DB Choice

Start with access patterns, not the database

The right way to pick a database is to first understand exactly what queries the system needs to run — then choose the DB that handles those queries best. Picking a DB before understanding access patterns is guessing.

Step 1 — what are the access patterns?¶

Two flows. Two queries.

Creation  → INSERT a new row (short_code + long_url)
Redirect  → given a short_code, return the long_url

The redirect query dominates — 100k reads/sec vs 1k writes/sec. The DB must be optimised for fast single-key lookups.

There are no: - Complex joins across multiple tables - Aggregations (COUNT, SUM, GROUP BY) - Full-text search - Graph traversals - Time-series queries - Flexible or dynamic schemas

Just one table, one query pattern: look up a short code, return a long URL.

Step 2 — what are the nouns?¶

Before picking columns, identify the entities:

URL        → the mapping between short code and long URL
Short code → the key users see and click
User       → who created the URL

Users are anonymous — anyone can shorten a URL without logging in. No user table, no user_id, no foreign key joins. One less table on every query.

URL and short code could be separate tables, but the redirect query always needs both together. A join on every redirect at 100k QPS is unnecessary latency. One denormalized table is correct.

Step 3 — relational vs NoSQL¶

Why relational (Postgres / MySQL)?

The schema is fixed and simple. Short code maps to long URL — no dynamic fields, no nested documents, no schema changes expected. Relational databases are designed exactly for this.

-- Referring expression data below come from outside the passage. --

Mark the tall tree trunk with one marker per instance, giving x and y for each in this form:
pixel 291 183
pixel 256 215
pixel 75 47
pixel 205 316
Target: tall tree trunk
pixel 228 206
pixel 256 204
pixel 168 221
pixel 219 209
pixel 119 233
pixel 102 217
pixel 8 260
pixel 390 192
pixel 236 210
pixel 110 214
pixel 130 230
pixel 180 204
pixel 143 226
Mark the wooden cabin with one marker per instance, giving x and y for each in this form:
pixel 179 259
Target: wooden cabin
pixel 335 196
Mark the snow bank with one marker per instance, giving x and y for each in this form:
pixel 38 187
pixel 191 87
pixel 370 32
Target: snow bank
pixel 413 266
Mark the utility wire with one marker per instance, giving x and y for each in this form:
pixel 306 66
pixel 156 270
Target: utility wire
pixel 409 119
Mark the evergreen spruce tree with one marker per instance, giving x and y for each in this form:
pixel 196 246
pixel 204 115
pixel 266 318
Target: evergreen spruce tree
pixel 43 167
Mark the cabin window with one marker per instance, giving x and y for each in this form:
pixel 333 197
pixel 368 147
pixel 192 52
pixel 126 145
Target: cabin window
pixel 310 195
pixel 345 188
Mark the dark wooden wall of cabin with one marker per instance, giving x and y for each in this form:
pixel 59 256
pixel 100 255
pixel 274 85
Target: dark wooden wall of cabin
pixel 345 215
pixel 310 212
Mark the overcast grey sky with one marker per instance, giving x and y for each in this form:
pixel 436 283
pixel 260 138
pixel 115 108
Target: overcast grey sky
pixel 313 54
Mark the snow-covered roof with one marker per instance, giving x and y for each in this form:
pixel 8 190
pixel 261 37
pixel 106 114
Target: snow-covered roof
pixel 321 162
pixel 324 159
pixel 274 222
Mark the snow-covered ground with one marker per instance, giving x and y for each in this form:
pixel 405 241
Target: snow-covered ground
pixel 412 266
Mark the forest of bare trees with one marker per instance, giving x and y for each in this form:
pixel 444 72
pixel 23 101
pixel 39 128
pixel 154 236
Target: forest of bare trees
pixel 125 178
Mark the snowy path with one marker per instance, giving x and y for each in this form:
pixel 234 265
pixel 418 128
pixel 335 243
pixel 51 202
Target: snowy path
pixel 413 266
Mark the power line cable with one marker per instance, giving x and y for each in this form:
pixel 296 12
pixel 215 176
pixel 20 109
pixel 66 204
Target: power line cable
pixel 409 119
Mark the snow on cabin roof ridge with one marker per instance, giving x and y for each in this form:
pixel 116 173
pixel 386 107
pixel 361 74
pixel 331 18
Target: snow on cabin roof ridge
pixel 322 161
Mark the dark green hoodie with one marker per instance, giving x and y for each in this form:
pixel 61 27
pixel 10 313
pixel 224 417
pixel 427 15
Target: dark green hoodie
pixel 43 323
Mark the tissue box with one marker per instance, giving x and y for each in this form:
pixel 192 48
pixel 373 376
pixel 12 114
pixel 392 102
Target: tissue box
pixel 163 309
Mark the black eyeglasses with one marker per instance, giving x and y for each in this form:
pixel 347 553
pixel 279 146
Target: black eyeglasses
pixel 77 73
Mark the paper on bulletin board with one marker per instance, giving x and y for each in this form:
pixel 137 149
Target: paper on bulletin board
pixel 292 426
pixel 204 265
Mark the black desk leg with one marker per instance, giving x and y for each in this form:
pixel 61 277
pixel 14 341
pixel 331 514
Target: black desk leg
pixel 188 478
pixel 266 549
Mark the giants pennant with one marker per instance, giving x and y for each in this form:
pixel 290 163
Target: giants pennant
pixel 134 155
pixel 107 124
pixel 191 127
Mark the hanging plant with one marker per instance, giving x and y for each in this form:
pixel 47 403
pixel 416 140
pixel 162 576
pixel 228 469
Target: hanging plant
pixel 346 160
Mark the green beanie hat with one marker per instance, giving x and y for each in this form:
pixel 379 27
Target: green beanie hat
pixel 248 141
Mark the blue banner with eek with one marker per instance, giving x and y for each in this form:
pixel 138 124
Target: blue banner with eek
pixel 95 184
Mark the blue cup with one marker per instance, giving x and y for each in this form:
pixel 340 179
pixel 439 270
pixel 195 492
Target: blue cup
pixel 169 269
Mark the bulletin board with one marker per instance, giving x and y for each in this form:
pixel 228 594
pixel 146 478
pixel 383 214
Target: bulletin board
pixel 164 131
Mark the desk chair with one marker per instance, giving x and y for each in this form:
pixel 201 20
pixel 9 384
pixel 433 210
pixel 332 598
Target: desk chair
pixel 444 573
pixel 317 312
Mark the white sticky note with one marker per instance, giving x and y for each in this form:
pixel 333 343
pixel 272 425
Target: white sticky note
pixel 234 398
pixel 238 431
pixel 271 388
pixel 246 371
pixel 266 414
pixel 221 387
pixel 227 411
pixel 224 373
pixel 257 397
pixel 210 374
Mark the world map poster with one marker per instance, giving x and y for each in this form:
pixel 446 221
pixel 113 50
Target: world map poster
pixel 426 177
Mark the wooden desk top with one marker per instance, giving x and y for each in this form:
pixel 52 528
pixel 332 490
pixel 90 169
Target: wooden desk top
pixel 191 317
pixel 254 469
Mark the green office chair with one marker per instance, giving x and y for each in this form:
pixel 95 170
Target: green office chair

Relational DBs also give: - ACID guarantees — the uniqueness constraint on short_code is enforced at the storage layer, not just in application code. Two servers racing to insert the same short code — the DB rejects the duplicate automatically. - Mature indexing — covering indexes, query planners, index-only scans. All battle-tested. - Simple operations — no complex query patterns that would benefit from a specialised DB.

Why not NoSQL?

NoSQL databases (Cassandra, DynamoDB, MongoDB) are designed for: - Massive write throughput across distributed nodes (Cassandra) - Flexible schemas that change frequently (MongoDB) - Key-value lookups at extreme scale with simple operations (DynamoDB)

DynamoDB is actually a reasonable choice here — it's essentially a managed key-value store and our access pattern is pure key-value. But it adds vendor lock-in and cost complexity. Postgres gives you the same key-value lookup with a covering index, full ACID guarantees, and no lock-in.

The rule: don't reach for NoSQL unless you have a specific problem that relational can't solve. Here, relational solves it cleanly.

The decision¶

Postgres or MySQL — either works. Both handle the access pattern, both support covering indexes, both give ACID guarantees.

The DB choice is not the interesting part of this system. The interesting parts are sharding, caching, and key generation. Pick Postgres, state your reasoning, move on.

Interview framing

"Access pattern is one query — look up short code, return long URL. Fixed schema, no joins needed since users are anonymous, no complex queries. Relational DB is the right call — ACID guarantees enforce short code uniqueness at the storage layer, covering index makes the redirect query an index-only scan. NoSQL adds complexity without solving a specific problem here."